What about black money transferred outside of India, which the Washington DC-based Global Financial Integrity estimates averaged US$51 billion per year between 2004 and 2013 (some of which likely returned as foreign investment via “round tripping”)? In his demonetisation announcement, Modi referred to “agreements with many countries, including the USA… to add provisions for sharing banking information” that could help make international tax evasion more difficult.
A process has been underway since the 2009 G20 summits in London and Pittsburgh to improve transparency in international financial transactions. This has translated into an effort to include banking information in both existing and proposed Double Taxation Avoidance Agreements (DTAA) that India has (currently with 95 countries), and to reach Tax Information Exchange Agreements with countries that India doesn’t have a DTAA with, mostly tax havens such as the Bahamas, British Virgin Islands etc.
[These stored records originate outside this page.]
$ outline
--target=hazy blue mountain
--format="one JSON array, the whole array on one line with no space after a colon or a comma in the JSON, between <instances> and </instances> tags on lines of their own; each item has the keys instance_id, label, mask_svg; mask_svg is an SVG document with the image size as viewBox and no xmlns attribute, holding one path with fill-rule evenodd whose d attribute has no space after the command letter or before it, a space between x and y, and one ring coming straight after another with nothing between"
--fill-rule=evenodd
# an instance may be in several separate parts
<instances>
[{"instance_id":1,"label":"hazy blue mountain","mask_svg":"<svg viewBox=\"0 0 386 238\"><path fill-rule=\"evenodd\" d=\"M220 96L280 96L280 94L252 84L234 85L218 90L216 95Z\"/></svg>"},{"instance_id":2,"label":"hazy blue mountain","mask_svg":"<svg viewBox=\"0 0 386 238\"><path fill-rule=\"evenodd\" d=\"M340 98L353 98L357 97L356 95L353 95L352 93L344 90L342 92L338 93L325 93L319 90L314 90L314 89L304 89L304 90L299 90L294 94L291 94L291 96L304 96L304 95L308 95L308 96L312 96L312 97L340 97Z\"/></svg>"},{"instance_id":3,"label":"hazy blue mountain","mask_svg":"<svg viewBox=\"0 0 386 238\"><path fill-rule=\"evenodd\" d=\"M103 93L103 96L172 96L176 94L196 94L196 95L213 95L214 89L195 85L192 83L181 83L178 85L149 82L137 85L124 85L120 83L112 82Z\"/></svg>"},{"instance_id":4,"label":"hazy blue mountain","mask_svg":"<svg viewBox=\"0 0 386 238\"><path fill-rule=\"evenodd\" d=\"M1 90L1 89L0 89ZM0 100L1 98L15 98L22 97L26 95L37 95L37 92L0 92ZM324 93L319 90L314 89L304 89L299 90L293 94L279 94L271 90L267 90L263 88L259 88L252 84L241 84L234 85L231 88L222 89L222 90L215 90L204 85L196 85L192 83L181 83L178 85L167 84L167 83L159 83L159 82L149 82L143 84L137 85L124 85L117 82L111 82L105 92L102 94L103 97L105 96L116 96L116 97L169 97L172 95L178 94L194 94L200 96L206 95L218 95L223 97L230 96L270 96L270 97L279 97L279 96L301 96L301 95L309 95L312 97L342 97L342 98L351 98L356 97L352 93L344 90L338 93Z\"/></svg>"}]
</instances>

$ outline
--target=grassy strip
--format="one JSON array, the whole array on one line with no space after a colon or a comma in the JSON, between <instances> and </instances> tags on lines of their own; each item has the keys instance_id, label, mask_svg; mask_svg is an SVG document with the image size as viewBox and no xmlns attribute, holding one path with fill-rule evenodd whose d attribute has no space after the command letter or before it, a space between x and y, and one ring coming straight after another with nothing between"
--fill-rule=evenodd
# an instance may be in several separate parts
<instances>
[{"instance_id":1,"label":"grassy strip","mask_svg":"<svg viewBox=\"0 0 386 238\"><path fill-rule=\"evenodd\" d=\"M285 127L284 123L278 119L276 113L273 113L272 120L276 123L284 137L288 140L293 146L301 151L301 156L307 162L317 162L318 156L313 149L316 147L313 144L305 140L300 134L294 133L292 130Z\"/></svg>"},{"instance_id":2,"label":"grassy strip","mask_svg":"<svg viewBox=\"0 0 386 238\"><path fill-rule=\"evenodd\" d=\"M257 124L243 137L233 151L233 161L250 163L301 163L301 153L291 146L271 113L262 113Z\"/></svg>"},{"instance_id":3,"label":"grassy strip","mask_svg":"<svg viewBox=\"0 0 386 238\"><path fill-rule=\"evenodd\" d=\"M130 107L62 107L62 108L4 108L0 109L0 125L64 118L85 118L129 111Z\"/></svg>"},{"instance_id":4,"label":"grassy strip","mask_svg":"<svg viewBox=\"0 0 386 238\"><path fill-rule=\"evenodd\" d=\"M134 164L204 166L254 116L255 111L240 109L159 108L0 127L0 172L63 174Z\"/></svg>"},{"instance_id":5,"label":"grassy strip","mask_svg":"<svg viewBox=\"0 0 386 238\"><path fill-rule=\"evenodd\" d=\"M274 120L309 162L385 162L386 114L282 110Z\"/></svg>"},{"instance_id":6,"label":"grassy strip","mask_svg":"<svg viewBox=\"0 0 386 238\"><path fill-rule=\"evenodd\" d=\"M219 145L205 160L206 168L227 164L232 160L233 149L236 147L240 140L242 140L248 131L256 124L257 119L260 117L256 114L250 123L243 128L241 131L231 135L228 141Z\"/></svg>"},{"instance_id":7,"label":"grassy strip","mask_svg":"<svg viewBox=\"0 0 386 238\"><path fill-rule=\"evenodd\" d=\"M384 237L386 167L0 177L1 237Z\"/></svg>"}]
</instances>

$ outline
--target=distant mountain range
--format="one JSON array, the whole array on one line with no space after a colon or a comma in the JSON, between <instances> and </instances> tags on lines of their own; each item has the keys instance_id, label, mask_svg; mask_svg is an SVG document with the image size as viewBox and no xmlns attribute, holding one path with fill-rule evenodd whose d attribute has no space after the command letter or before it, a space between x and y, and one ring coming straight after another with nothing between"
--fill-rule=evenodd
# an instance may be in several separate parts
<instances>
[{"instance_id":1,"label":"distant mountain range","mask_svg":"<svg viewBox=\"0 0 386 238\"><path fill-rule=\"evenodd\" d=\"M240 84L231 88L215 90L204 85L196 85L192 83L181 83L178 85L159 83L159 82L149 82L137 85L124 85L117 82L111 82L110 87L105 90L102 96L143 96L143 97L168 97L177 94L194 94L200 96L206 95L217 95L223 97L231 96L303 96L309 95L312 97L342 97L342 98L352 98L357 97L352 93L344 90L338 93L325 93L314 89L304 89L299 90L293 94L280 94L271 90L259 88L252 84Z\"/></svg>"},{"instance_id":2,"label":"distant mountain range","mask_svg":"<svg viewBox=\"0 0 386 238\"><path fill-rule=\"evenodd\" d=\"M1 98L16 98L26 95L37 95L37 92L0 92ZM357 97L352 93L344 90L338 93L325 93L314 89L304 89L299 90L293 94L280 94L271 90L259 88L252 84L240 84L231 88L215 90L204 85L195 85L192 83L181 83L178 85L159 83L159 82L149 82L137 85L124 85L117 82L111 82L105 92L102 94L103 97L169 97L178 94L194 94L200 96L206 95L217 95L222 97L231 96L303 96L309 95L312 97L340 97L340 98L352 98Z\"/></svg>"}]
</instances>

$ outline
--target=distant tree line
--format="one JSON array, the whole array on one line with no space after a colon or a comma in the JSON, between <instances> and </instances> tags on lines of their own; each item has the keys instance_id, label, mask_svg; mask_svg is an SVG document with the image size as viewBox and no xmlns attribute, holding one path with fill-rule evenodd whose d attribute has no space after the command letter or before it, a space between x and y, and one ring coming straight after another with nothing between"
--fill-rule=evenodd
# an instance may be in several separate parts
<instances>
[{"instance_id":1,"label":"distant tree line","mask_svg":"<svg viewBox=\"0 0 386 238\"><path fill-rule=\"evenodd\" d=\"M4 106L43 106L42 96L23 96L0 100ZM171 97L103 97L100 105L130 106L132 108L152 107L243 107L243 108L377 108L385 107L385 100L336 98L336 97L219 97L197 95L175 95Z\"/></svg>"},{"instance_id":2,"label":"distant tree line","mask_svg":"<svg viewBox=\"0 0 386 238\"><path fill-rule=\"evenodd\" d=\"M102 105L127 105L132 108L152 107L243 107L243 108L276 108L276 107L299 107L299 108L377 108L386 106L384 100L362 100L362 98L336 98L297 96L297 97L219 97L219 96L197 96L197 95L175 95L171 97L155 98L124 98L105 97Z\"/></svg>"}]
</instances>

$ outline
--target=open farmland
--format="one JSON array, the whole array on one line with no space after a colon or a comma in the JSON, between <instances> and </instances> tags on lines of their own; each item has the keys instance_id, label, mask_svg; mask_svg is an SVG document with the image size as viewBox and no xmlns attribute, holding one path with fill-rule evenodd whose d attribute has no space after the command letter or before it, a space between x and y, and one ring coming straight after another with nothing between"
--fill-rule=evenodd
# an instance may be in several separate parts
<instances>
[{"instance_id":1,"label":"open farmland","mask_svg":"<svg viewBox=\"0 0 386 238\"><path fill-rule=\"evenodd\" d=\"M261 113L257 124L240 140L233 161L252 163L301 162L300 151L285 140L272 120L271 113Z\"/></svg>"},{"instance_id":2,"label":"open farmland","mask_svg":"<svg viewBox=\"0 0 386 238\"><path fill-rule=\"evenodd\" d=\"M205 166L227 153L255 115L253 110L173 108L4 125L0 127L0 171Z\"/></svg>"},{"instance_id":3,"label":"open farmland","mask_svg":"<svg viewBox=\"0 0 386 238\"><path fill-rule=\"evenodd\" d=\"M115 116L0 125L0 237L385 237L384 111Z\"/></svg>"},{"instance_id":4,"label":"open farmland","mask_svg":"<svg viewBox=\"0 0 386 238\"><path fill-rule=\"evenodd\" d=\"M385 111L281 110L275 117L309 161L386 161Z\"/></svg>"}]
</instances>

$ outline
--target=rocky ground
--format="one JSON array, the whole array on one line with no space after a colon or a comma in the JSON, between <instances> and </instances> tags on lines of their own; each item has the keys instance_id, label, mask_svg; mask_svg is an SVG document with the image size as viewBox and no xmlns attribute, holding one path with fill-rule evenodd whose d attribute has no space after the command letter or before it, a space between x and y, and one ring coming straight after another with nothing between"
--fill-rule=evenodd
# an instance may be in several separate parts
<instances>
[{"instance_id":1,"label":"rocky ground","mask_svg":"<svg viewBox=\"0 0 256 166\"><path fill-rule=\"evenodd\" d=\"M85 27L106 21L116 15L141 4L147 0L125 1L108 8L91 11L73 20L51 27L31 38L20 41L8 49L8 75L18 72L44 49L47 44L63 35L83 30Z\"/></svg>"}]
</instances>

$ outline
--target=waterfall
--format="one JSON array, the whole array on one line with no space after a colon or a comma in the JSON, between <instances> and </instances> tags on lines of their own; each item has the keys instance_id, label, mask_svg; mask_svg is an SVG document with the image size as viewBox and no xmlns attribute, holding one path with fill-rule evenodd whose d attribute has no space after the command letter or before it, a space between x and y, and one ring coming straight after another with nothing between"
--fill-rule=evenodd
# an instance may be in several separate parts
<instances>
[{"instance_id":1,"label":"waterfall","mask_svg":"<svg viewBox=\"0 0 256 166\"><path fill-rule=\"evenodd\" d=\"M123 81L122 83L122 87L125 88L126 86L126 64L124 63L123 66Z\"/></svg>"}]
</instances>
The table below shows that the UPA accounts for much of the progress so far, although this could change over time; the Modi government is currently negotiating another 53 DTAAs.
That doesn’t mean that the Modi government has been lagging: in May 2016 it finalised an important DTAA renegotiation with Mauritius, the island nation that has been the source of a third of all FDI inflows since April 2000, and is believed to be the main gateway for round-tripping. India will impose a capital gains tax of half the Indian rate on investments from Mauritius starting from April 2017, and the full rate from April 2019. A similar agreement with Singapore, the second largest source of FDI into India (16% of the total), is in the pipeline. The idea is to remove one incentive for round-tripping: saving on capital gains tax.
There is also a broader multilateral effort under the OECD umbrella to facilitate the automatic sharing of taxation-related information. It began with the Convention on Mutual Administrative Assistance in Tax Matters, that India joined in 2012 and now covers 106 countries and jurisdictions. India (under the UPA) became one of 47 countries to sign the Declaration on Automatic Exchange of Information in Tax Matters in May 2014, which led to the establishment of the OECD-led Global Forum on Transparency and Exchange of Information for Tax Purposes that is now at the core of international data sharing. In June 2015, the Modi government took another step forward by signing the Multilateral Competent Authority Agreement on Automatic Exchange of Information, under which 54 countries including India will start automatically sharing financial data from September 2017.
In summary, there has been a robust G20-supported process underway for several years to bring transparency to international financial information, which Modi certainly didn’t start, and had little choice but to go along with.
The bottomline: Modi’s demonetisation drive marks an ambitious break from past practice. But his claim that previous BJP policies have brought in an unprecedented amount of money is just a jumla.